Lo Vecchio Nicholas
Independent researcher, Marseille, France.
Res Integr Peer Rev. 2025 Apr 7;10(1):4. doi: 10.1186/s41073-025-00161-3.
While some recent studies have looked at large language model (LLM) use in peer review at the corpus level, to date there have been few examinations of instances of AI-generated reviews in their social context. The goal of this first-person account is to present my experience of receiving two anonymous peer review reports that I believe were produced using generative AI, as well as lessons learned from that experience.

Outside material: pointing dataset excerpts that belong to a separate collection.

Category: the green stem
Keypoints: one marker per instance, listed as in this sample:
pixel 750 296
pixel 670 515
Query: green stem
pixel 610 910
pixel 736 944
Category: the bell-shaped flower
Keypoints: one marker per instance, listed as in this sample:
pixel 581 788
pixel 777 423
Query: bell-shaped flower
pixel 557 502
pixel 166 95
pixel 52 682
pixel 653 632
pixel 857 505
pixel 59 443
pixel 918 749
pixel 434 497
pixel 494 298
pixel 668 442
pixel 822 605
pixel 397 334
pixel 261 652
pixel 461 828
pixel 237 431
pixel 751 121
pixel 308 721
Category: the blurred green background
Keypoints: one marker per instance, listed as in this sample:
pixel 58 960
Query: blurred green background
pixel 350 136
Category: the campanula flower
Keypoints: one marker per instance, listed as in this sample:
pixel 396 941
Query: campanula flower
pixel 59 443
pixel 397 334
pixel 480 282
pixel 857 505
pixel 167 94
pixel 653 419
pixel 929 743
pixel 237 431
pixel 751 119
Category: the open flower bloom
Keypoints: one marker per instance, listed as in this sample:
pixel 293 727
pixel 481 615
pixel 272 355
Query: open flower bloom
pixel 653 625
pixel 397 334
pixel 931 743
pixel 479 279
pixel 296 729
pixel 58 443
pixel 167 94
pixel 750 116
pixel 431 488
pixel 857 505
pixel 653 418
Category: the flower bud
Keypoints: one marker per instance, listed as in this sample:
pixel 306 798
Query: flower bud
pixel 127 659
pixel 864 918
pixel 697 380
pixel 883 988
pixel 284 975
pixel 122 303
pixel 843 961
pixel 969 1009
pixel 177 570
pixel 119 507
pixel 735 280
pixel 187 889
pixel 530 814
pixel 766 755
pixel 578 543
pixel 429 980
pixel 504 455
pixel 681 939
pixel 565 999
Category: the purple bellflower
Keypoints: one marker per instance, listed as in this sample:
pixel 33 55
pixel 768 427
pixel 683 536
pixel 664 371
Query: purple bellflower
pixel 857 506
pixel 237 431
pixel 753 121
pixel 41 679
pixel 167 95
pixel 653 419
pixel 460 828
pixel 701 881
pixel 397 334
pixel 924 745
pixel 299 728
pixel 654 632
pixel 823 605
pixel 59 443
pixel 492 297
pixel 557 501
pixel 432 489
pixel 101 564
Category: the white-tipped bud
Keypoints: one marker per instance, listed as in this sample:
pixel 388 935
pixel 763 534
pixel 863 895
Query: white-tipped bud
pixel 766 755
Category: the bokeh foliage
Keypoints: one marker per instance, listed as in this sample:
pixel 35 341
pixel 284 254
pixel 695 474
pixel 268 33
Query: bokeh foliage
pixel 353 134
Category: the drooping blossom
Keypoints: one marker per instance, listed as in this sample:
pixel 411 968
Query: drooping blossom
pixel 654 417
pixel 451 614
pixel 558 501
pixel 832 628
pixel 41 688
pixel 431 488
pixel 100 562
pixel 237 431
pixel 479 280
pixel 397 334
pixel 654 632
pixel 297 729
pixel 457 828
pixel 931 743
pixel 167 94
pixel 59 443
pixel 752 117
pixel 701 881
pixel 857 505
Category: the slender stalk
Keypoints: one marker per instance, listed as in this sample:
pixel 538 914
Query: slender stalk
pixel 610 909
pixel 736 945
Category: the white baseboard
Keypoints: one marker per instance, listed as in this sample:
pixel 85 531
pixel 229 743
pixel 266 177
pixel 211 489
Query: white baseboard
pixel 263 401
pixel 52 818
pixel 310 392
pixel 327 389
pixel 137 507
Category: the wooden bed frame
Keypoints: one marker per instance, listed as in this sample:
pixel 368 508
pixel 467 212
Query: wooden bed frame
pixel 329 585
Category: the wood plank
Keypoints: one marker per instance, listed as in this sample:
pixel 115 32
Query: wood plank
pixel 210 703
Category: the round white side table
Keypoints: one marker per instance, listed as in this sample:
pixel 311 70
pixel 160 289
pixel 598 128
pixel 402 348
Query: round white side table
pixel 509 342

This is a case report on the timeline of the incident, and my and the journal's actions following it. Supporting evidence includes text patterns in the reports, online AI detection tools and ChatGPT simulations; recommendations are offered for others who may find themselves in a similar situation. The primary research limitation of this article is that it is based on one individual's personal experience.
After alleging the use of generative AI in December 2023, two months of back-and-forth ensued between myself and the journal, leading to my withdrawal of the submission. The journal denied any ethical breach, without taking an explicit position on the allegations of LLM use. Based on this experience, I recommend that authors engage in dialogue with journals on AI use in peer review prior to article submission; where undisclosed AI use is suspected, authors should proactively amass evidence, request an investigation protocol, escalate the matter as needed, involve independent bodies where possible, and share their experience with fellow researchers.
Journals need to promptly adopt transparent policies on LLM use in peer review, in particular requiring disclosure. Open peer review where identities of all stakeholders are declared might safeguard against LLM misuse, but accountability in the AI era is needed from all parties.
虽然最近一些研究在语料库层面探讨了大语言模型(LLM)在同行评审中的应用,但迄今为止,很少有人在社会背景下考察人工智能生成的评审实例。这篇第一人称叙述的目的是分享我收到两份我认为是使用生成式人工智能生成的匿名同行评审报告的经历,以及从该经历中吸取的教训。
这是一篇关于该事件时间线以及我和期刊后续行动的案例报告。支持证据包括报告中的文本模式、在线人工智能检测工具和ChatGPT模拟;为可能遇到类似情况的其他人提供了建议。本文的主要研究局限性在于它基于个人的亲身经历。
在2023年12月指控使用生成式人工智能后,我和期刊之间进行了两个月的反复沟通,最终我撤回了投稿。期刊否认存在任何道德违规行为,但未就使用大语言模型的指控明确表态。基于这一经历,我建议作者在提交文章之前就同行评审中人工智能的使用与期刊进行对话;如果怀疑存在未披露的人工智能使用情况,作者应积极收集证据、要求调查方案、视需要升级此事、尽可能让独立机构参与,并与其他研究人员分享自己的经历。
期刊需要迅速采用关于同行评审中使用大语言模型的透明政策,特别是要求进行披露。所有利益相关者身份都公开的开放同行评审可能会防止大语言模型被滥用,但人工智能时代各方都需要承担责任。